De la conception d’un produit d’assurance à sa gestion automatisée

De nombreuses Insurtechs se sont lancées ces dernières années dans la création de produits personnalisables et de solutions de conseil en gestion d’assurance et d’épargne. Elles s’appuient plus particulièrement sur les avancées technologiques en matière d’Intelligence Artificielle et de Big Data. Les gammes de services proposées sont très larges et offrent des réponses à l’ensemble des besoins des assurances et de leurs clients.

Moonshot Internet fait partie de ces Insurtechs avec un positionnement BtoB. La start-up travaille directement avec les compagnies d’assurance en tant que fournisseur de solutions. Elle propose un système d’information qui permet de construire de manière très agile de petits produits d’assurance pensés sous la forme de services. Cette solution peut être accompagnée d’applications mobiles pour faciliter sa prise en main par les clients.

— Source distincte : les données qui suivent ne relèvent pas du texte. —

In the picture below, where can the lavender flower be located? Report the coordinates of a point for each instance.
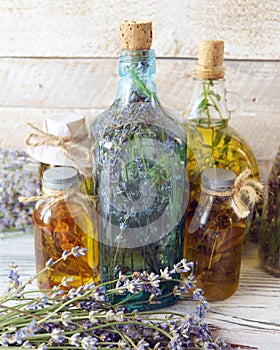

D’autres Insurtechs telles Lovys, Otherwise ou encore Météoprotect se sont lancées dans la création d’offres d’assurances à la demande, d’assurances collaboratives et paramétriques à destination des professionnels et des particuliers (positionnement BtoC cette fois-ci). L’ensemble des services est également accessible via leurs applications mobiles et leurs sites internet, permettant ainsi une souscription rapide à un produit correspondant à tout type de besoins ou objets.

Le courtage en assurance s’étant également grandement développé ces dernières années, de nombreuses Insurtechs liées à de telles activités ont vu le jour et proposent des services de courtage en ligne pour des assurances vie, assurances santé, assurances emprunteur… C’est notamment le cas des start-ups +Simple.fr, Qape et Silverstark.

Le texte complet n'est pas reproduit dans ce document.